К нему, бывало, охотой двинутся. Табор-от в поле останется, а князь Алексей Юрьич с большими господами, с шляхетством, с знакомцами, к Петру Алексеичу в Махалиху, а всего поедет человек двадцать, не больше. Петр Алексеич примет гостей благодушно, выйдет из дома на костылях и сядет с князем рядышком на крылечке. Другие одаль – и ни гугу.

– Ну, чудотворец, – скажет, бывало, князь Алексей Юрьич, – мы к тебе заехали потрапезовать: припасы свои, нынче ведь пятница, опричь луку да квасу у тебя, чай, нет ничего. Благослови на мясное ястие и хмельное питие!.. Эй, ты, честный отче!.. Лысый черт!.. Куда запропастился?

А Иван Сергеич чинным шагом выступает с задворка, ровно утка с боку на бок переваливается. Маленький был такой да пузатенький.

– Здравствуйте, говорит, государь мой, Петр Алексеич. Как вас господь бог милует? Что ты, князь Алексей, меня кликал! Аль заврался в чем-нибудь, так на выручку я тебе понадобился?

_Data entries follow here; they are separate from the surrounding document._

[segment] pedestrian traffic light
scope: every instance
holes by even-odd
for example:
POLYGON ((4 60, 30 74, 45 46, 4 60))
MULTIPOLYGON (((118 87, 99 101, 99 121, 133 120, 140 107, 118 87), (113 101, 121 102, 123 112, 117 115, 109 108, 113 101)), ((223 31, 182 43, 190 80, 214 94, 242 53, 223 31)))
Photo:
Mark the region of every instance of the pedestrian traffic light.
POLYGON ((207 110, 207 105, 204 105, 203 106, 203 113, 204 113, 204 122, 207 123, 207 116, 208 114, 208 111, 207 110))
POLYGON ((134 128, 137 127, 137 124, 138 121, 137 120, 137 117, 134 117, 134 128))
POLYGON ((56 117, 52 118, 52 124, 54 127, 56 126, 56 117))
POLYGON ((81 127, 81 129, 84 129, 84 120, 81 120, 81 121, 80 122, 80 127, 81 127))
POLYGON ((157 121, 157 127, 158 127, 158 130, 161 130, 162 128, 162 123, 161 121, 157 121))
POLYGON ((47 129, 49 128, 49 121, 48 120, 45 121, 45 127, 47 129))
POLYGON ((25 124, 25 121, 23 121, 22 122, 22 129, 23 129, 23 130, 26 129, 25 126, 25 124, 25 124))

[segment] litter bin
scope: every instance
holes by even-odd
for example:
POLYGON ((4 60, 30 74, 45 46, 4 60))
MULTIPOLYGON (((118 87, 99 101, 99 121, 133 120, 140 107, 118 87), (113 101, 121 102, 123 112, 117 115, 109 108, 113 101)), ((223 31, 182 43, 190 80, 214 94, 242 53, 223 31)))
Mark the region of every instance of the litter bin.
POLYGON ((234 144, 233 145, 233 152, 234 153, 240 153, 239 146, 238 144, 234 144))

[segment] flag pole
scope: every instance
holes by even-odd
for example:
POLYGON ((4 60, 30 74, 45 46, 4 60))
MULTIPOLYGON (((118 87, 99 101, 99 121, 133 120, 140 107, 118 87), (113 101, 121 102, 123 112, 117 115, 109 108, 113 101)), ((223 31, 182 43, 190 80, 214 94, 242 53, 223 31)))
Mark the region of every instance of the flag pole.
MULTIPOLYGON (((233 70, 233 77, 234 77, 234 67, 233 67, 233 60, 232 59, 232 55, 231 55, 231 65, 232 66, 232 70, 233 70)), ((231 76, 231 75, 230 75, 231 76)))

– Я-те заврусь!.. У меня, лысый черт, ухо востро держи. Проси-ка вот лучше у чудотворца на трапезу благословенья… Эх! да ведь у меня из памяти вон, что ты, честный отче, раскола держишься – сам сегодня ради пятницы, поди, на сухарях пробудешь? Нельзя скоромятины – выгорецкие отцы не благословили.

 

И пойдут перекоряться, а Петр Алексеич молчит, только ухмыляется.

– Пошпыняй ты его хорошенько, пошпыняй лысого-то черта, – скажет князь Алексей Юрьич, – вспомни старину, чудотворец!.. Помнишь, как, бывало, на банкетах у графа Братиславского всех шпынял.

– Полно-ка, миленький князь, – ответит Петр Алексеич. – Мало ль чего бывало? Что было, голубчик, то былью поросло. А обед вам готов; ждал ведь я гостей-то… Еще третьего дня пали слухи, что ты с собаками ко мне в Махалиху едешь. Милости просим.

– Ну, вот за это спасибо, чудотворец. Погреба-то вели отпереть, не то ведь – народ у меня озорной, разбойник на разбойнике. Не ровен час: сам двери вон – да без угощенья, что ни есть в погребу, и выхлебают. Не вводи бедных во грех – отдай ключи.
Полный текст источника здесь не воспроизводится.